The Know-Nothings get bad press to this day. They were hard-core conspiracy theorists of their time and more popular than commonly assumed. Like the Anti-Masonic Party, the Know-Nothings were very clear about their enemies. The "know-nothing" handle, if I recall correctly, derived from their tactical choice to play dumb about what they knew when necessary.

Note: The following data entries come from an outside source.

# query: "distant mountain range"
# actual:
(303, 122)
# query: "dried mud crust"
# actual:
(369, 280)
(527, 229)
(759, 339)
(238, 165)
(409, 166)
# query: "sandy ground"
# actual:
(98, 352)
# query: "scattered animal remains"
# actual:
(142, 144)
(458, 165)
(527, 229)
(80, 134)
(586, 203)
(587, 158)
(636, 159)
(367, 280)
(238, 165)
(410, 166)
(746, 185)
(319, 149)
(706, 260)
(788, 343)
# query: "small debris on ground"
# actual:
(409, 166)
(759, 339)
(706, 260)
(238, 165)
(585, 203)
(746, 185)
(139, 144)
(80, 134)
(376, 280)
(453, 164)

It amazes me to this moment. "American antiquities" was and is one of the biggest public lies I've ever seen. But then again most common conceptions are big lies. It is easy to see how it got started. Simple business. A few funded business people take over a found-dead town, advertise for immigrants, sell immigrants everything, including the correct thoughts about their lives. If they don't have correct thoughts, they won't be liked, sent to insane asylums, or hung.  After awhile the heist becomes normalized and naturalized. A few decades go by, and the next reset is planned and put into action.


----------



## Unclepeanutbutter (Dec 26, 2021)

Propaganda is as old as time. 
The above article proves that no history is safe. 
I'm a nut and my brothers want nothing to do with us and our stupid messages of free thought and argument. 
I find comfort not in echo chambers but chambers where dissent is listened to, thought about, and then thought out conclusions are given. 
Serving to expand one's thoughts of what is/may be possible. I also enjoy that attacks are not personal, but steadfast in conviction, argued with logic and what facts we can find and put together.


----------



## trismegistus (Dec 28, 2021)

I know I've posted excerpts from it in places around here, and I've talked about it a bunch on various podcasts, but I will also leave the link to this book here:

American antiquities and discoveries in the West: : Priest, Josiah, 1788-1851 : Free Download, Borrow, and Streaming : Internet Archive

I'll leave the preface here



> ALTHOUGH the subject of American antiquities is everywhere surrounded with its mysteries; yet we indulge the hope, that the volume we now present the public, will not be unacceptable, as on the account of its mysteriousness and obscurity, we have been compelled to wander widely in the field of conjecture, from which it is not impossible but we may have produced some original and novel opinions
> 
> We have felt that we are bound by the nature of the subject, to treat wholly on those matters which relate to ages _preceeding_ the discovery of America by Columbus; as we apprehend no subject connected with the history of the continent _since_ that time, can be entitled to the appelation of Antiquities of America.
> 
> ...


----------